Parayla sıralama belirleyen bir endeksi baz alıp Türk yargısını karalamaya çalışmak hadsizliktir.
Adalet Bakanı Yılmaz Tunç, masa başında hazırlanan ve objektif olmayan sözde hukuk endeksleriyle hiç kimsenin Türk yargısını karalayamayacağını belirterek, “Parayla sıralama belirleyen bir endeksi burada baz alıp Türk yargısını karalamaya çalışmak bir kere hadsizliktir.” dedi.
BHA-Habermerkezi
Programı kapsamında Bartın’da bulunan Adalet Bakanı Yılmaz Tunç, gazetecilerin gündeme dair sorularını yanıtladı. Bakan Tunç, hukuk endeksleri üzerinden yargıya yönelik açıklamalar hakkındaki yorumunda, bunların objektif kriterlere göre oluşturulmuş endeksler olmadığını belirtti.
Bakan Tunç, “Hukuka güven endeksi dediğimiz, özellikle muhalefetin sürekli ısıtıp ısıtıp gündeme getirdiği, Türkiye’nin hukuk endeksinde dünyanın geri sıralarında olduğunu söylemeleri bir kere Türkiye gerçekleriyle bağdaşır durum değil.” Dedi. Bakan Tunç, bu endeksleri düzenleyenlerin, masa başında bu endeksleri nasıl düzenlediklerini, Türkiye’de kimlerle konuştuklarını ve Türkiye’de hangi anketlere dayandıklarını çok iyi bildiklerini söyledi.
170 GAZETECİYİ ÖLDÜREN İSRAİL, BASIN ÖZGÜRLÜĞÜNDE TÜRKİYE’NİN ÖNÜNDE OLACAK, ÖYLE Mİ?
Bakan Tunç, endeksin, eski ABD Barolar Birliği Başkanı’nın kurduğu dernek tarafından oluşturulduğunu bildirerek, “Dünya Adalet Projesi. Bu dernek bağışlarla yürüyor. Bağışları yapanlar da ilgili kurum, kuruluşlar. Birinci bağışçı Amerika Birleşik Devletleri Dışişleri Bakanlığı. İkinci, üçüncü, dördüncü bağışçılar ilk 20, ilk 50’ye baktığınız zaman bağış yapanın daha ön sıralarda olduğunu görüyoruz. Dolayısıyla parayla sıralama belirleyen bir endeksi burada baz alıp Türk yargısını karalamaya çalışmak bir kere hadsizliktir. Biz buna müsaade etmeyiz.” ifadelerini kullandı.

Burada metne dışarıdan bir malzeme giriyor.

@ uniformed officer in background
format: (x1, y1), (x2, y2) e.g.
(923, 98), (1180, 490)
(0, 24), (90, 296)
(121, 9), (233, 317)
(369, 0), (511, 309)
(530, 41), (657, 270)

Türk yargısının, 15 Temmuz’da nasıl milletin yargısı olunduğunu gösterdiğini vurgulayan Bakan Tunç, şöyle devam etti:
“Birilerinin, vesayetçi anlayışın arka bahçesi olmaktan nasıl kurtulduğunu Türk yargısı göstermiştir. O nedenle Yassıada yargısını, 27 Mayıs yargısını, 12 Eylül yargısını, 28 Şubat yargısını özleyenler bu endeksleri baz alarak Türk yargısını yıpratamazlar, millet de buna müsaade etmez.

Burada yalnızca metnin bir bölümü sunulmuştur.